Il ricordo di Antonio Petrillo, figlio di Mario e di Maria Amodeo, è sempre vivo nei cuori dei Baianesi, perché i suoi pochi 27 anni sono bastati a lasciare un ricordo indelebile del suo passaggio che non è stato certamente una meteora. «Una vita breve, brevissima, ma intensamente vissuta, “nutrita” dalle passioni per lo sport e per il giornalismo e “alimentata” dal senso dell'amicizia e della humanitas» è stato scritto sulla locandina funebre.

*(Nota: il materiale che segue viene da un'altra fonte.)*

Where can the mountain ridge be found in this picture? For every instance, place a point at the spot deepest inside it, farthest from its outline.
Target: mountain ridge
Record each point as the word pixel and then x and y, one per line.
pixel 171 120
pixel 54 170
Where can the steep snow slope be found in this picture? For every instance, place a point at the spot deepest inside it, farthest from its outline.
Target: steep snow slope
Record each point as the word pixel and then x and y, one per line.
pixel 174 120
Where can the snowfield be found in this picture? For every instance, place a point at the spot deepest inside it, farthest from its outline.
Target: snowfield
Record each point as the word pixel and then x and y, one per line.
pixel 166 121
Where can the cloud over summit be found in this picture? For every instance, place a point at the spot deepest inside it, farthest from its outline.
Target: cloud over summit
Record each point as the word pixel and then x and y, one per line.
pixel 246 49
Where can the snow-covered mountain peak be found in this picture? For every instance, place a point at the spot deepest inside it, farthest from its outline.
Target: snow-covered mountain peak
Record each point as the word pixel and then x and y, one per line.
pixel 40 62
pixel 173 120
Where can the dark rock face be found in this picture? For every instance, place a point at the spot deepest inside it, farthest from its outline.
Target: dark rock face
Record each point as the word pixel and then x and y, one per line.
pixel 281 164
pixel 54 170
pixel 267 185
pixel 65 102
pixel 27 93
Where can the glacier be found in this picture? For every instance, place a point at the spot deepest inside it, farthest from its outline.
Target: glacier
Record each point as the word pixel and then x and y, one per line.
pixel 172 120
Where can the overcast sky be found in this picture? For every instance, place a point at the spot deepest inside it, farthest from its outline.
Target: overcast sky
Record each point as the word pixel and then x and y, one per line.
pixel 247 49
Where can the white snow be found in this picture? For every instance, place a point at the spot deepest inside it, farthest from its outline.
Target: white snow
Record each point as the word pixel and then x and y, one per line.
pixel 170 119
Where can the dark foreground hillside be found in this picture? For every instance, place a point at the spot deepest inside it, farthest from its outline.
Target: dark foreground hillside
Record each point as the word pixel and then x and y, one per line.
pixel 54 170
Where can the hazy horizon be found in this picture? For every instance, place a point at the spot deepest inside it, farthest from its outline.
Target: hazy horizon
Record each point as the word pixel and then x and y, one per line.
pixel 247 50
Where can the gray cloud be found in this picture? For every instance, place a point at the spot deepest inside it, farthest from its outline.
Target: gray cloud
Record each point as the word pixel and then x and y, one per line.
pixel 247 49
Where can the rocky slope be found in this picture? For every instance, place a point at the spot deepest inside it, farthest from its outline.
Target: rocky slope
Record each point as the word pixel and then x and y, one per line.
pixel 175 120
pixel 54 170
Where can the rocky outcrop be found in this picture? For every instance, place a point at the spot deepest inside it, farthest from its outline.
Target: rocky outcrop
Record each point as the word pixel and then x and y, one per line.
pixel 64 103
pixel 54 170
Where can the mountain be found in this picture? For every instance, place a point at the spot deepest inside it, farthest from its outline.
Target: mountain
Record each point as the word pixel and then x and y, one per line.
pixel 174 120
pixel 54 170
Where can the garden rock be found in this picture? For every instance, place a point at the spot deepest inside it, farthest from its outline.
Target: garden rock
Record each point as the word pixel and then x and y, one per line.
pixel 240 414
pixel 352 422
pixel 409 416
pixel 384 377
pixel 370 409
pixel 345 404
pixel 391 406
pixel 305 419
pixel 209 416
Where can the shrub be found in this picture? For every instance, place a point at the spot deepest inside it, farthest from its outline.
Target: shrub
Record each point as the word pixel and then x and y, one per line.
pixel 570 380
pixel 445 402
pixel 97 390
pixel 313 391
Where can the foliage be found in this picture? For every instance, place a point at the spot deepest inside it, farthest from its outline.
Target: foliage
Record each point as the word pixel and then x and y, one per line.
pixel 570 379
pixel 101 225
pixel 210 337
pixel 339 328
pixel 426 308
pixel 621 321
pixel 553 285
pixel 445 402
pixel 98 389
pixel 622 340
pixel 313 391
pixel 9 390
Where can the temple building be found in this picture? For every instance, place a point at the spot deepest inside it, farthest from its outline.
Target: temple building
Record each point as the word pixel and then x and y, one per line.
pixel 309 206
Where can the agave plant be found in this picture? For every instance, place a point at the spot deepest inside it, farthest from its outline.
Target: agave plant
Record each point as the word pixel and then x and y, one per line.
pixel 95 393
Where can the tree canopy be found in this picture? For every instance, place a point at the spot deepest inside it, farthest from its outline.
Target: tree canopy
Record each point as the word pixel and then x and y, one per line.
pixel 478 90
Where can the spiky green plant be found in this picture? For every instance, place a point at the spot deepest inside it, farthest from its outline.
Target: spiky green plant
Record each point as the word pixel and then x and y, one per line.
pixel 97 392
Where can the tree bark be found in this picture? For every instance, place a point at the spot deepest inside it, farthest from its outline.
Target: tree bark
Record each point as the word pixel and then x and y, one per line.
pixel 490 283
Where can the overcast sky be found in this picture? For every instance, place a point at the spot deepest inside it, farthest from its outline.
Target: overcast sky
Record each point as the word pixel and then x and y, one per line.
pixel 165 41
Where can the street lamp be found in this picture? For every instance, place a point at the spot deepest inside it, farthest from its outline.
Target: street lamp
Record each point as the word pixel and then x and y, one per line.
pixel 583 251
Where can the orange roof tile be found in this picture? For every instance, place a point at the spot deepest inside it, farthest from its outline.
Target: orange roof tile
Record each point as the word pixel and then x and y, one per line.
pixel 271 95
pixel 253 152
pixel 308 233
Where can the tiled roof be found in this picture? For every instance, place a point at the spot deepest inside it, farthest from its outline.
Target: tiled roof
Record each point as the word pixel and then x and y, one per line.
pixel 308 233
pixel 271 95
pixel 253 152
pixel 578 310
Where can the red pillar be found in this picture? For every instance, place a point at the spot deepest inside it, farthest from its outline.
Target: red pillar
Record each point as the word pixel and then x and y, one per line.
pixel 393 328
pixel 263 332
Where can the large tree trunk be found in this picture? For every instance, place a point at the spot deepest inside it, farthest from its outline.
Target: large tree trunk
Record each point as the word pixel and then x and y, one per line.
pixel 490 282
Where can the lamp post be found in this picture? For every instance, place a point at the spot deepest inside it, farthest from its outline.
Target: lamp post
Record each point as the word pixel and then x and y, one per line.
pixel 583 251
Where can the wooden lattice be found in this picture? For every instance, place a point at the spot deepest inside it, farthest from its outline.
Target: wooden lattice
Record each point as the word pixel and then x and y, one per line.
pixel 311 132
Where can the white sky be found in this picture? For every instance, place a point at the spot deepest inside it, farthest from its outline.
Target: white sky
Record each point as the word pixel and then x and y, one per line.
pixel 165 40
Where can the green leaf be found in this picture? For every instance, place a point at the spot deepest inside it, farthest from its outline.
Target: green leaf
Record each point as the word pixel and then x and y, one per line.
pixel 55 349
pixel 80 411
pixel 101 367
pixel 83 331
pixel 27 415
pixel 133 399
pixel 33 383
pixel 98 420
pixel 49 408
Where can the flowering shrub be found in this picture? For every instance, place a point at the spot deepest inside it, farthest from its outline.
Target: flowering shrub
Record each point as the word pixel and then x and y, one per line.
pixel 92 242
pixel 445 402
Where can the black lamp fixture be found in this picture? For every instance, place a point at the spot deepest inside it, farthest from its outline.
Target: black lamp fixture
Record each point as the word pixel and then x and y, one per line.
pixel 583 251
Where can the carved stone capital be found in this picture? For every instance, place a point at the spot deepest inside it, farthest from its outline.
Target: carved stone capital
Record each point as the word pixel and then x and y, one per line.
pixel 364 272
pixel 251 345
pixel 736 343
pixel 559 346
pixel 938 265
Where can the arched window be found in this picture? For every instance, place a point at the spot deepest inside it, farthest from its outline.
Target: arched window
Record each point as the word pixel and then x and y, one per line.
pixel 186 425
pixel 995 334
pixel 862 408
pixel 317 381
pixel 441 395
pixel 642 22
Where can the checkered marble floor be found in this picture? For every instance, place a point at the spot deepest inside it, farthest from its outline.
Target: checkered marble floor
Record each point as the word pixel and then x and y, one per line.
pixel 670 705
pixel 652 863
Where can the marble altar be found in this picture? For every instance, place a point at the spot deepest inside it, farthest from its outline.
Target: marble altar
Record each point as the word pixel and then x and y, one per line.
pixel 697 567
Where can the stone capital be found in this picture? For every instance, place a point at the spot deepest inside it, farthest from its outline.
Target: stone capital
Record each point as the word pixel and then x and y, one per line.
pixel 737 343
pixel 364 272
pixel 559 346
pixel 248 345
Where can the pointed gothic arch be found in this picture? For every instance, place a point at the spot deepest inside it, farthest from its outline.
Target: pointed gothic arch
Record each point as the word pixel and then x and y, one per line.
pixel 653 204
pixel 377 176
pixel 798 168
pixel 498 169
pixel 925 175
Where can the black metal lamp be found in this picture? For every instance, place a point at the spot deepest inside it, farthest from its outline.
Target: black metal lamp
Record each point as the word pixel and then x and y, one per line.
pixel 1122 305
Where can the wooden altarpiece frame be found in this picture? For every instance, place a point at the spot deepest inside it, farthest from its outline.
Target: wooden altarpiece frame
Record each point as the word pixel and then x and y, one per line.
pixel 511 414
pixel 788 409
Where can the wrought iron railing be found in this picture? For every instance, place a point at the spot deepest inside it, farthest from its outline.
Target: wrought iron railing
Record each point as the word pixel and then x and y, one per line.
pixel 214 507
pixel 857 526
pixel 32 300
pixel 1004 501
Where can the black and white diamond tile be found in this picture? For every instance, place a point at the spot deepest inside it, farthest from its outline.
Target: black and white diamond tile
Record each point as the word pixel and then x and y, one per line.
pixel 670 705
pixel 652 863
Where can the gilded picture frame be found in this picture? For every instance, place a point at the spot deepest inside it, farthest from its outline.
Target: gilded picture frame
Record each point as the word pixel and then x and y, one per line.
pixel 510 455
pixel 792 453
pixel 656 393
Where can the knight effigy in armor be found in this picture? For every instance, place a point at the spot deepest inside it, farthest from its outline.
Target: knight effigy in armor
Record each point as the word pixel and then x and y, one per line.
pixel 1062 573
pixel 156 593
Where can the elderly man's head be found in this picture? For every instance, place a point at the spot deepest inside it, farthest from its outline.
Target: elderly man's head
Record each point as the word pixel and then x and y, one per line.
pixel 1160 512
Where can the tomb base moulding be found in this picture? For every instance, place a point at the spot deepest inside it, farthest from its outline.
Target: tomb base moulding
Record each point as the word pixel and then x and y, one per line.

Per ricordarlo degnamente, a giugno del 1999 fu organizzato il primo concorso giornalistico “La Penna d'oro” che riscosse un notevolissimo successo grazie alla partecipazione di più di ottocento studenti delle elementari, medie e superiori.  L'ennesima dimostrazione di affetto ad un giovane che ad un anno e mezzo dalla sua scomparsa era ancora nel cuore di tutti.

 Di seguito due testimonianze per ricordarlo.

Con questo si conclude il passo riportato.